Nei sogni vi parlate. «Forse è un retaggio della mia infanzia giapponese. In Italia i morti sono morti e basta, se tornano sono fantasmi che fanno paura. In Giappone i morti sono presenze benefiche. Si offre loro il cibo. Si chiedono consigli».

Lei parlava giapponese? «Certo. A sei anni scappai di casa perché papà mi aveva accusata ingiustamente di aver versato l’inchiostro su uno dei suoi libri. Mi trovarono in questura che parlavo con i poliziotti nel dialetto di Kyoto. Purtroppo l’ho dimenticato».

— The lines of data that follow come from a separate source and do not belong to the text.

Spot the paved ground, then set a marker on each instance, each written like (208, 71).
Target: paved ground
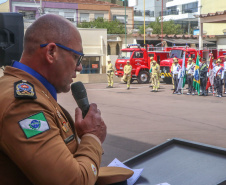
(138, 119)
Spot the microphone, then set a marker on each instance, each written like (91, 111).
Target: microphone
(80, 96)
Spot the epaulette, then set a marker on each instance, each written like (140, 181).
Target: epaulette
(24, 90)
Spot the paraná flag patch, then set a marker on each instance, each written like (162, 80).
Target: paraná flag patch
(34, 125)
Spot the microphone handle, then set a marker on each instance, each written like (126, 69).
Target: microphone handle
(83, 104)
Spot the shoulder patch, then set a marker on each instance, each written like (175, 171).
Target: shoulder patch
(34, 125)
(94, 169)
(24, 90)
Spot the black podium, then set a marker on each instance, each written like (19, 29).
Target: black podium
(181, 162)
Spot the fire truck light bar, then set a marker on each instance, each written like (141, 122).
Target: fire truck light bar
(130, 45)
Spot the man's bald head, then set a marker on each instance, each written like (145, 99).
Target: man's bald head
(49, 28)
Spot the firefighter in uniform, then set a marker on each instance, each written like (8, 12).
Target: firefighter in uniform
(155, 69)
(110, 72)
(219, 71)
(127, 74)
(224, 74)
(38, 140)
(151, 61)
(213, 88)
(190, 75)
(171, 69)
(203, 77)
(176, 70)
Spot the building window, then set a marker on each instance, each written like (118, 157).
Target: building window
(98, 15)
(84, 17)
(29, 15)
(109, 49)
(54, 12)
(120, 18)
(190, 8)
(90, 65)
(117, 49)
(172, 11)
(69, 16)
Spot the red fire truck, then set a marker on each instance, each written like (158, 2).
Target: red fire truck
(140, 60)
(165, 65)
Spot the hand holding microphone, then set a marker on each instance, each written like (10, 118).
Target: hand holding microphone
(87, 117)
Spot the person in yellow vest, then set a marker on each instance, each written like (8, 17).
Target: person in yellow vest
(172, 73)
(155, 69)
(127, 74)
(151, 60)
(110, 72)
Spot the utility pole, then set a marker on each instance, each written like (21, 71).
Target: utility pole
(162, 24)
(125, 23)
(144, 21)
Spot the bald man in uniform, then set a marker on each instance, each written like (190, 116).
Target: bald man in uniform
(127, 74)
(38, 142)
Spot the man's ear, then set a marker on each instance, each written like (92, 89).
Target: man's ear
(51, 49)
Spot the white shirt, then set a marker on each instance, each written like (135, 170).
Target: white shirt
(225, 66)
(176, 69)
(217, 71)
(190, 68)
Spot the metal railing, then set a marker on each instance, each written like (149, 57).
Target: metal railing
(141, 13)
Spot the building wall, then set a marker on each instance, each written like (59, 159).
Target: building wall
(4, 6)
(209, 6)
(121, 11)
(95, 46)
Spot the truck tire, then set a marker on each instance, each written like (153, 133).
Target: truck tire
(167, 80)
(143, 77)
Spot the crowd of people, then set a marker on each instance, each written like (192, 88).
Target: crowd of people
(201, 75)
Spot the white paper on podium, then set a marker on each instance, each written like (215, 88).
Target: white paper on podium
(136, 175)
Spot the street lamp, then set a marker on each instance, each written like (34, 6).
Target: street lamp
(149, 30)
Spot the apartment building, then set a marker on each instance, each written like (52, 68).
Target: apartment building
(151, 10)
(4, 6)
(213, 7)
(182, 12)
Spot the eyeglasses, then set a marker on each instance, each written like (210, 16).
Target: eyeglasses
(81, 55)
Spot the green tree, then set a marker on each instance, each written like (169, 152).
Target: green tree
(169, 27)
(113, 27)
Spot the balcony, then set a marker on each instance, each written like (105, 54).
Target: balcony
(189, 10)
(169, 12)
(141, 13)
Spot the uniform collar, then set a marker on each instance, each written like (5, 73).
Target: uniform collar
(35, 74)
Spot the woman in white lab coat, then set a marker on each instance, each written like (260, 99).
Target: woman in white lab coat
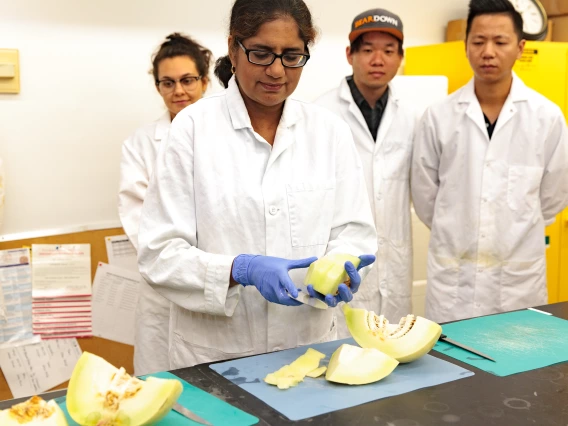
(180, 69)
(249, 189)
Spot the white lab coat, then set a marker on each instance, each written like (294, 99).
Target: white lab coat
(487, 201)
(386, 164)
(220, 190)
(139, 153)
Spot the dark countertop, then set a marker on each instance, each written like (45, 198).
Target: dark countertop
(537, 397)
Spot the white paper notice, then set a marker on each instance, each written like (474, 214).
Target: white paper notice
(121, 252)
(32, 369)
(61, 270)
(16, 297)
(115, 294)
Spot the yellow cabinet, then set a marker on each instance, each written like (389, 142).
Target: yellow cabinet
(544, 68)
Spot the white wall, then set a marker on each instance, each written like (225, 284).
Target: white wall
(85, 87)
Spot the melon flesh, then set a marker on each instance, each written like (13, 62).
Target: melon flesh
(33, 412)
(352, 365)
(410, 339)
(317, 372)
(291, 375)
(101, 395)
(328, 272)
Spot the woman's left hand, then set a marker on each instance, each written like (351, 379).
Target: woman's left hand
(345, 292)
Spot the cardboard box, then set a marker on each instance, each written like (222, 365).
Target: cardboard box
(559, 28)
(555, 7)
(456, 30)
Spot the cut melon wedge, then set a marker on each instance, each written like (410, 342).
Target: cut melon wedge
(291, 375)
(101, 395)
(410, 339)
(317, 372)
(352, 365)
(326, 273)
(33, 412)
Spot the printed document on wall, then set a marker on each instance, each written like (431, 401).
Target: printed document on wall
(32, 369)
(61, 295)
(16, 298)
(115, 294)
(121, 252)
(61, 270)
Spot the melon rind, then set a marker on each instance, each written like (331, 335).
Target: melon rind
(92, 376)
(328, 272)
(352, 365)
(417, 342)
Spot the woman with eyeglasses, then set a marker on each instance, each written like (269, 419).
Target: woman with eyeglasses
(250, 188)
(180, 69)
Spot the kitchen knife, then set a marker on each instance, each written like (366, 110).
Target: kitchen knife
(446, 339)
(190, 414)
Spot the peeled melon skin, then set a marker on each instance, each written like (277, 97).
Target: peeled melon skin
(16, 415)
(416, 343)
(294, 373)
(328, 272)
(352, 365)
(92, 374)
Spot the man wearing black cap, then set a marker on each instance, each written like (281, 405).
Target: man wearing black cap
(382, 128)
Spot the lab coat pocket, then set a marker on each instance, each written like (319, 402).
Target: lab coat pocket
(523, 188)
(523, 284)
(443, 282)
(310, 207)
(397, 155)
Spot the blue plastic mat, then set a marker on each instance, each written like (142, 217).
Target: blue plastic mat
(206, 406)
(313, 397)
(518, 341)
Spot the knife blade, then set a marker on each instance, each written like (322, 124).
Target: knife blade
(446, 339)
(190, 414)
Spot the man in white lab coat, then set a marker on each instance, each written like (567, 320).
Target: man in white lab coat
(382, 127)
(489, 171)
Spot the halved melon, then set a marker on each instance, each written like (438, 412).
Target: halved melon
(102, 395)
(353, 365)
(406, 341)
(291, 375)
(33, 412)
(326, 273)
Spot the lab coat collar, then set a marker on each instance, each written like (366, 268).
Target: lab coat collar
(388, 116)
(162, 127)
(239, 114)
(519, 91)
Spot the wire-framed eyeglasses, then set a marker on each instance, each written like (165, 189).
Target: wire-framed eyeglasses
(167, 85)
(266, 58)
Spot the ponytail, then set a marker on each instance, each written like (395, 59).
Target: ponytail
(223, 70)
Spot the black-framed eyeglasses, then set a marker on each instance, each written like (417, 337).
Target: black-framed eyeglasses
(167, 85)
(266, 58)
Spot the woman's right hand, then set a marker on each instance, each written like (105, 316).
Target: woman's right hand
(270, 276)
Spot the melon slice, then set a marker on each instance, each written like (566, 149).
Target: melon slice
(410, 339)
(101, 395)
(33, 412)
(352, 365)
(326, 273)
(291, 375)
(317, 372)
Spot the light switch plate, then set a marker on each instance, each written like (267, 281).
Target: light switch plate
(10, 85)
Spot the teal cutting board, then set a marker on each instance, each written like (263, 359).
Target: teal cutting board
(518, 341)
(208, 407)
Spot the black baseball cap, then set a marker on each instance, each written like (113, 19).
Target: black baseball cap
(376, 20)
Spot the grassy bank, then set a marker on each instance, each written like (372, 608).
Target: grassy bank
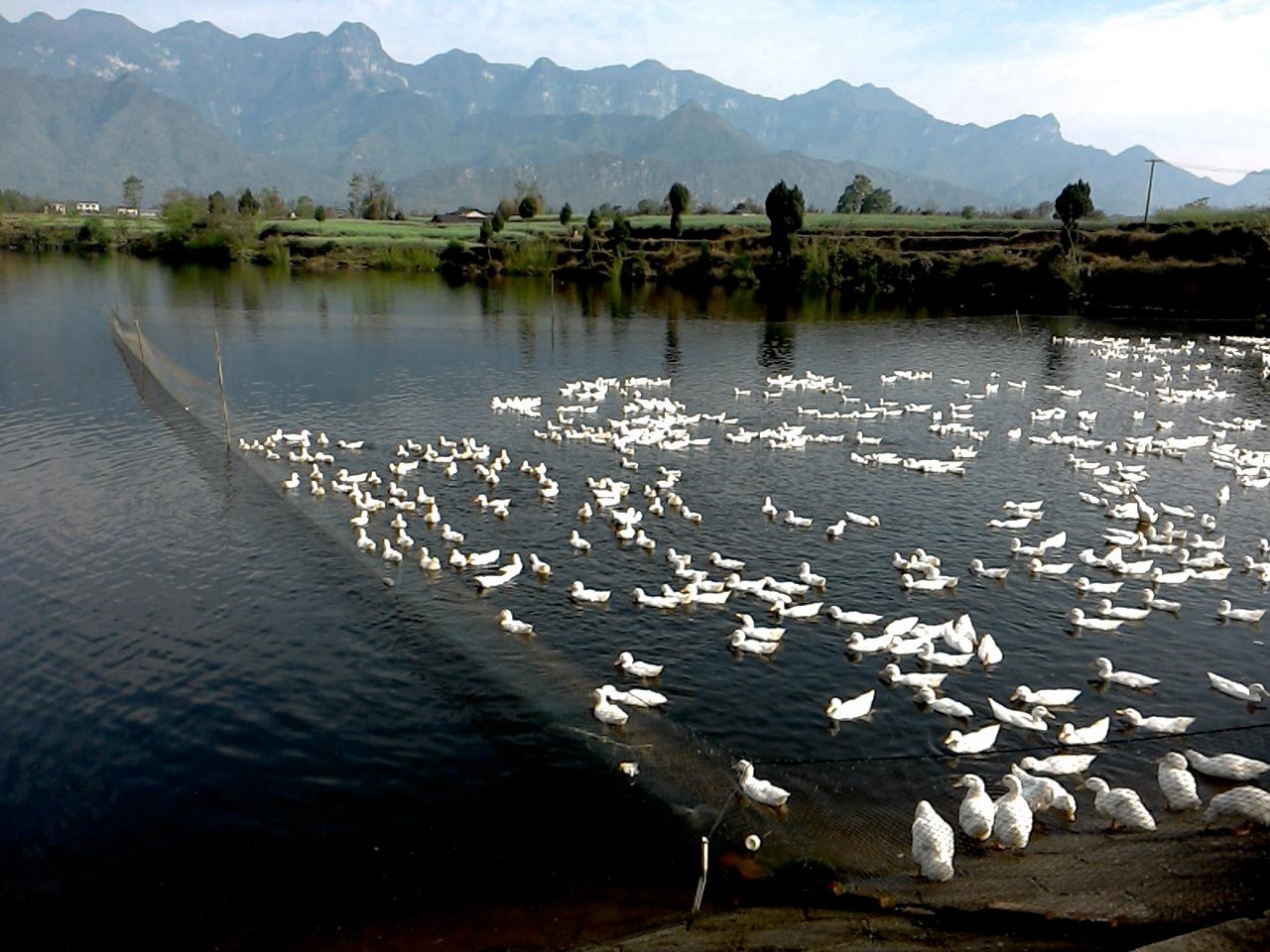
(1206, 263)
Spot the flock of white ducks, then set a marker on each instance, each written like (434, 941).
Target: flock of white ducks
(1143, 535)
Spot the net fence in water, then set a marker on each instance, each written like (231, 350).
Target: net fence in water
(844, 815)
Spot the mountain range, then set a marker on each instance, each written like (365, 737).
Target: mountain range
(91, 99)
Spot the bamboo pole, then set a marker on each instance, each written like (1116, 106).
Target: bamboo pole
(220, 379)
(141, 350)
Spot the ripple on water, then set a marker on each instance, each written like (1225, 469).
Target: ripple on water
(183, 649)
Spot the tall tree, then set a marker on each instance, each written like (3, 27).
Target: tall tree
(356, 189)
(248, 204)
(134, 190)
(853, 195)
(272, 204)
(878, 202)
(679, 198)
(784, 208)
(1074, 203)
(529, 207)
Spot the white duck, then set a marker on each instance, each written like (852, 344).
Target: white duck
(1178, 782)
(803, 611)
(607, 712)
(1161, 604)
(851, 708)
(858, 520)
(1058, 765)
(1123, 612)
(1051, 697)
(974, 742)
(752, 631)
(1128, 679)
(1224, 610)
(1248, 805)
(976, 811)
(635, 697)
(1229, 767)
(1044, 793)
(1080, 620)
(1093, 733)
(951, 707)
(580, 593)
(508, 622)
(1157, 724)
(928, 654)
(988, 652)
(1252, 693)
(890, 674)
(1097, 588)
(1034, 721)
(752, 647)
(636, 669)
(1120, 805)
(933, 843)
(1012, 821)
(976, 567)
(760, 791)
(852, 617)
(856, 642)
(938, 584)
(810, 578)
(1049, 569)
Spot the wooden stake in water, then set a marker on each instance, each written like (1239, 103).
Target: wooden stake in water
(701, 883)
(220, 379)
(141, 350)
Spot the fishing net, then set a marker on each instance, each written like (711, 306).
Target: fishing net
(844, 826)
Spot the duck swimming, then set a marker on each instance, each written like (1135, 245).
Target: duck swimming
(947, 706)
(636, 669)
(1092, 734)
(1156, 725)
(1251, 693)
(851, 708)
(1225, 611)
(508, 622)
(974, 742)
(1051, 697)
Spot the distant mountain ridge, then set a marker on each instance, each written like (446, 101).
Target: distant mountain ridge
(304, 112)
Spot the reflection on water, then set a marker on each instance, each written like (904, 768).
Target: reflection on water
(195, 680)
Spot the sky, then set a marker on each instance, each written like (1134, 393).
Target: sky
(1187, 79)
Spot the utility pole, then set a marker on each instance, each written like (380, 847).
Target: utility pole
(1150, 179)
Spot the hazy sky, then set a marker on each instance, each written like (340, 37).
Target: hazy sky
(1184, 77)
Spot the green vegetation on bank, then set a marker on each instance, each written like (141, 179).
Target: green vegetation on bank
(1193, 261)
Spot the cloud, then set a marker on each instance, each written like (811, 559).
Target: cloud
(1182, 76)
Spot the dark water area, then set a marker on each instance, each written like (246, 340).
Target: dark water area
(218, 728)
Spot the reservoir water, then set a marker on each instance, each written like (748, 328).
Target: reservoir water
(221, 726)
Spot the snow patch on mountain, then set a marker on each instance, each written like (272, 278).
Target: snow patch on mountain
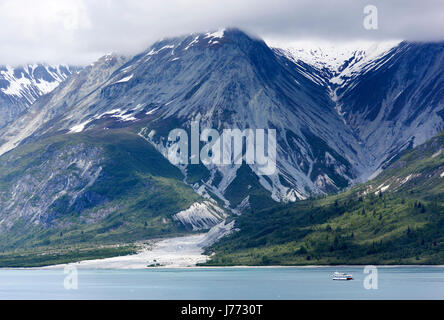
(200, 216)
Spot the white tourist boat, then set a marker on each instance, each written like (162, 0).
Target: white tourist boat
(342, 276)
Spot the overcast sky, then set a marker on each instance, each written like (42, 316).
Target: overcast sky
(80, 31)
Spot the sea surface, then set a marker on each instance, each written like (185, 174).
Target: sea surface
(223, 283)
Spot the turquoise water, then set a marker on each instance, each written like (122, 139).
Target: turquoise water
(224, 283)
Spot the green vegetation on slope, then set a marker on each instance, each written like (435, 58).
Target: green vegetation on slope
(133, 196)
(403, 224)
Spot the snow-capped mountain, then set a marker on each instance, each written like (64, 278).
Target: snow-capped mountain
(389, 93)
(21, 86)
(338, 117)
(224, 79)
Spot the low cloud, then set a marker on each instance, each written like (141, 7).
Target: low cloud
(79, 31)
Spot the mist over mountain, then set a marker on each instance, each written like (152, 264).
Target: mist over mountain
(103, 131)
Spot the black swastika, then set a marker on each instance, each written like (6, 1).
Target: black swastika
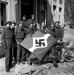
(40, 42)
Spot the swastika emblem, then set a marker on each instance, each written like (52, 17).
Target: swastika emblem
(40, 42)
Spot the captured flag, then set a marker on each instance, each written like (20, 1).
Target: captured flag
(39, 44)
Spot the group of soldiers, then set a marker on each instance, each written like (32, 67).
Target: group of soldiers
(14, 33)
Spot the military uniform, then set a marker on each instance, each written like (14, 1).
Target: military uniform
(58, 33)
(20, 35)
(7, 39)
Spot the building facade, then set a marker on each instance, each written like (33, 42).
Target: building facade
(44, 10)
(58, 10)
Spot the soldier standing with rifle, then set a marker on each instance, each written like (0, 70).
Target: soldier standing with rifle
(7, 39)
(20, 35)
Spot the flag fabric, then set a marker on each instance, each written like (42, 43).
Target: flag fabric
(39, 44)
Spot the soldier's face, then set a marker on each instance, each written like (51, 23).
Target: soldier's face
(8, 25)
(57, 24)
(32, 16)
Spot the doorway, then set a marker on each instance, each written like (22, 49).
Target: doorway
(26, 8)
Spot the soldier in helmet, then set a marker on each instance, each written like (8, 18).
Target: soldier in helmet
(7, 39)
(20, 35)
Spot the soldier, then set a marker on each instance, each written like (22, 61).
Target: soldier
(14, 48)
(58, 31)
(7, 38)
(20, 35)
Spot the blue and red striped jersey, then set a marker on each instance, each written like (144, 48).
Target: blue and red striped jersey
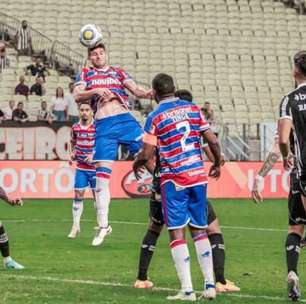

Qual è il suo primo ricordo? «La neve. A Hokkaido, dove mio padre Fosco studiava gli Hainu, i cacciatori di orsi dai volti dipinti, c’erano due metri di neve. Mia madre Topazia mi tirava sullo slittino».

E la guerra come la ricorda? «Dopo l’8 settembre i miei rifiutarono di firmare per Salò. Per i militari giapponesi eravamo traditori della patria. Ci chiusero in un campo, con una ciotolina di riso al giorno. Mi ammalai: scorbuto, beriberi, anemia perniciosa. La fame è terribile, non vedi più, perdi i capelli, i denti. Io per fortuna perdevo i denti da latte».

Celebre il gesto di suo padre, che per protesta si tagliò un dito. «Si chiama Yubikiri. È un’antica usanza dei samurai, che crea un obbligo: la persona contro cui getti il dito amputato non può più considerarti un vigliacco. Così ci diedero la capretta».

Una capretta? «Il suo latte ci salvò».

Poi arrivarono gli americani. «Angeli. Eroi. Il Natale 1945 è uno dei più bei ricordi della mia vita: fiori, dolci e fuochi d’artificio».

Nel Natale 1946 era in Sicilia. «A Bagheria, da mia madre. Povertà arcaica. Le donne vestite di nero già a quarant’anni, i contadini con l’asino».

È vero che lavorava come hostess? «Sì. Vinsi il concorso alla Pan Am».

Come conobbe Alberto Moravia? «Avevo scritto il primo romanzo e lo proposi a un piccolo editore, Lerici, che mi disse: “Bimba mia, se vuoi che te lo pubblichi devi procurarti la prefazione di un grande scrittore”».

Elsa Morante non fu gelosa di lei? «Elsa e Alberto non erano più insieme da tempo. Lei ebbe altri amori. Luchino Visconti, che era bisessuale; e Alberto notava che per amor suo Elsa, che era romana, parlava con l’accento milanese. Bill Morrow, il pittore: bello, omosessuale, drogato, si gettò dall’Empire State Building».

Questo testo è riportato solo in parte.